Profound cultural differences remain between the worlds of commerce and of scholarship. These not only perpetuate mistrust but also impede the translation of scientific discoveries into products. Too few academic investigators ever interact with knowledgeable business leaders. And too few investors have an opportunity to meet the future research leaders. That is why Nature Biotechnology and Nature Medicine created the SciCafé—a series of networking events in Boston and San Francisco that help researchers connect with investors and serial entrepreneurs. Next month, we launch our first event in London.

Historically, academia has regarded the business world with suspicion. This attitude is gradually being tempered both through increasing familiarity and with recognition that accelerating the commercialization of technology can benefit any number of constituencies. Many universities have set up technology transfer offices, sometimes motivated by the ideal of making advances in knowledge useful to society, and sometimes (perhaps erroneously) expecting licensing and spinout activity to provide significant revenue. Some even allow faculty who enter the commercial realm to retain their academic positions. Others exhibit the work of their faculty through 'investor days', where business people listen to presentations from researchers.

Despite these initiatives, it remains rare for scientists to forge close and sustained links with the business community. An established mentor or a close colleague may be able to provide an introduction to an appropriate business person. But those without such contacts must rely on secondhand linkages and the outreach of their tech transfer office, networks that can be parochial and fragmented, and fail to put them in touch with the ideal people.

Investors, for their part, have equally scant opportunity to interact with researchers, especially those with emerging reputations—the scientific dynamos of the next decade. Their investment histories may bring them into trusting relationships with established scientific entrepreneurs—the Bob Langers or Greg Winters or Corey Goodmans—any of whom may be conduits for scientific renewal or for introductions to up-and-coming researchers. But these scientific celebrities are rare birds, often oversubscribed to the point of extinction: they exist but are lesser spotted.

Researcher-investor intersections are infrequent: a shaded sliver on the Venn diagram of time spent by either party. And even when they do occur, the timing is often bad. They may meet when a university tech transfer office is trying to engineer a licensing or spin-out contract, circumstances too late and too adversarial to be wholly productive. The university wants a deal with the best yield and the investor the best return, leading to interactions that are more confrontational than collegial. The science and investment worlds turn on such radically different axes that relationships between them need to start earlier to build mutual understanding and trust.

This prompted Nature Biotechnology and Nature Medicine to start the SciCafé. The idea is to 'showcase' to an invited audience of 30 or so business people the work of investigators publishing cutting-edge work. The first SciCafés were in Boston and San Francisco because each area not only produces a prodigious amount of high-quality science, but is also home to a large number of sophisticated, early-stage life science investors/entrepreneurs. Starting next month, we are now extending the concept to Europe, with a SciCafé in London, one apex of the London-Oxford-Cambridge 'Golden Triangle' of R&D, and a global investment center.

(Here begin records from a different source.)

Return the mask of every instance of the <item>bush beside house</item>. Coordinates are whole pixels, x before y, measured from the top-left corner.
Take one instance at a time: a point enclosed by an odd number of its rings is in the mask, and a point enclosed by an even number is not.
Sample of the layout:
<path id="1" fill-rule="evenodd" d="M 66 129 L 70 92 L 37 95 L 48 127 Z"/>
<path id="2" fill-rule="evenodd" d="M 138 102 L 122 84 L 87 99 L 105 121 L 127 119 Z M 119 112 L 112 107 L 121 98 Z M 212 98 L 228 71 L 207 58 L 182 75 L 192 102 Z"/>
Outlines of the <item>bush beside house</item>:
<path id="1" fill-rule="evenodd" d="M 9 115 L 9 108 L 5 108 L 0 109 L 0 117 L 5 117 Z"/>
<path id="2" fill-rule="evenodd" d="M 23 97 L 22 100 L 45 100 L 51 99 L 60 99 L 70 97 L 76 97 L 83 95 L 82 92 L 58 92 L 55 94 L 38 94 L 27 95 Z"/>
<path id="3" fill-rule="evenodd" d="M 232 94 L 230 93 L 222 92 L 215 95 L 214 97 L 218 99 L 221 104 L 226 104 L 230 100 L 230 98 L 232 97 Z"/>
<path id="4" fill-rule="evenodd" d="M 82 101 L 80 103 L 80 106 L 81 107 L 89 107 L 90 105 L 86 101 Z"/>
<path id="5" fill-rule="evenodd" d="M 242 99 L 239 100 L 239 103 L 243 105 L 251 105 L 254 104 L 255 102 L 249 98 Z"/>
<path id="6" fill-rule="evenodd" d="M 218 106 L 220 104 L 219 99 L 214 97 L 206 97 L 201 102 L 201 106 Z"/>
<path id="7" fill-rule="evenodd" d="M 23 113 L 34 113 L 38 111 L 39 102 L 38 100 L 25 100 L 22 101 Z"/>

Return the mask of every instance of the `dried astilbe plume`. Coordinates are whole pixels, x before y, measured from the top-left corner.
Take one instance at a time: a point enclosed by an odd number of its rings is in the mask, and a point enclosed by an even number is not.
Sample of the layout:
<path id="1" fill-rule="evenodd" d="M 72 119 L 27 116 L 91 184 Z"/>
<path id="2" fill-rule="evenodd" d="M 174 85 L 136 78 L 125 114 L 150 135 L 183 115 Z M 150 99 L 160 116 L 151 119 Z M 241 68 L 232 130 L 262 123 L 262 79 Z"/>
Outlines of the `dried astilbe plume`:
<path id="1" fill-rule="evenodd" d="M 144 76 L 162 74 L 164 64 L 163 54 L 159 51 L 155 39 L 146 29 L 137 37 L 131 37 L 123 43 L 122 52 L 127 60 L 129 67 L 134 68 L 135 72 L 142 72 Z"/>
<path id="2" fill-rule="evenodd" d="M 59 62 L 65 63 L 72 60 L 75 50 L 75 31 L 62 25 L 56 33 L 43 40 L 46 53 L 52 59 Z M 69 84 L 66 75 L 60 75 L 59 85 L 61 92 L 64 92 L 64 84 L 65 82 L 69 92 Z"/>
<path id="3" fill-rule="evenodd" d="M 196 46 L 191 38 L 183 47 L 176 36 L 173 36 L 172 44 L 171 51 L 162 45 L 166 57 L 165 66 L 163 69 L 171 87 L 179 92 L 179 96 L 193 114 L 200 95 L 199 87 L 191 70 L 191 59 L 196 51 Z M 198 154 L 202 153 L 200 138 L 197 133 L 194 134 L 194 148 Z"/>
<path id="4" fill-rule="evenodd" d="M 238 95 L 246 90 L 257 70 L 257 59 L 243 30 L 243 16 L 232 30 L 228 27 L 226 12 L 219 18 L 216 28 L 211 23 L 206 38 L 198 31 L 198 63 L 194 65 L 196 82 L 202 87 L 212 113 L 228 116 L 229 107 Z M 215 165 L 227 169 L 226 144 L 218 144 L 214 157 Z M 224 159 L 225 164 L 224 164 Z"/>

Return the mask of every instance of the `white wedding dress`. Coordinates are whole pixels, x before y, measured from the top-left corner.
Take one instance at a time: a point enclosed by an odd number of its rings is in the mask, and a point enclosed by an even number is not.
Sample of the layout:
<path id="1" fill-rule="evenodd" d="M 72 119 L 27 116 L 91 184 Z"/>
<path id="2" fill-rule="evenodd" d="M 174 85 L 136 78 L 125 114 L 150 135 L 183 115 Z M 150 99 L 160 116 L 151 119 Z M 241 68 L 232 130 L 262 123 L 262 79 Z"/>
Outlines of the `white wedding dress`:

So who gets a table at the SciCafé? Academics are selected on their publication record and on the potential commercial interest of their research. Editorial responsibility for selection rests with the participating journals, which take an ecumenical approach, looking at the whole literature—not just papers published in Nature journals. Those selected are given one-on-one coaching by the editors on how best to present their research to an investor audience. We also invite the technology transfer offices of any selected academics to send a representative to the SciCafé.

Importantly, SciCafé presenters are not 'pitching' to attract immediate funding. To avoid any biases or conflicts of interests—the selected scientists don't pay an admission fee and the venture capitalists don't pay to attend—no money changes hands. The SciCafé is simply a means of connecting the best and brightest researchers and business people within a biohub. Productive outcomes may be weeks, months or even years away: the SciCafé makes introductions and hopes the actors build from there.

And, indeed, building there has been. According to Bruce Booth, a partner at Atlas Ventures who helped us conceive and start the first SciCafé back in 2007, seven out of 12 academics who presented during the first year of the Boston events are involved in at least one commercial enterprise, some as company founders. This seems a respectable figure.

In announcing the SciCafé to the broader biomedical community in these pages, we would like to also invite applications from investigators in the Boston, San Francisco or London areas who are interested in presenting. Applications should be sent to scicafe@us.nature.com outlining in 1,000 words the applicant's contact details, the three peer-reviewed papers most relevant to their work, a clear but brief description of the commercial potential and any associated intellectual property.

We acknowledge that many in academia have no interest in seeking closer ties with the investor community. But for those who do wish to commercialize their work, we hope SciCafé offers a new opportunity.

The sooner productive relationships can be built between investors and commercially oriented scientists, the better. Investing in a biomedical venture is not simply bankrolling an investigator's idea. Business people can provide advice on developing academic ideas to the point of commercialization, at which point they can also help establish operations, recruit management and develop strategy.

It is our goal to help the research community build these types of relationships. And if SciCafé facilitates the commercialization of just one more lifesaving medicine than would otherwise have been realized, then it will have been well worth the effort.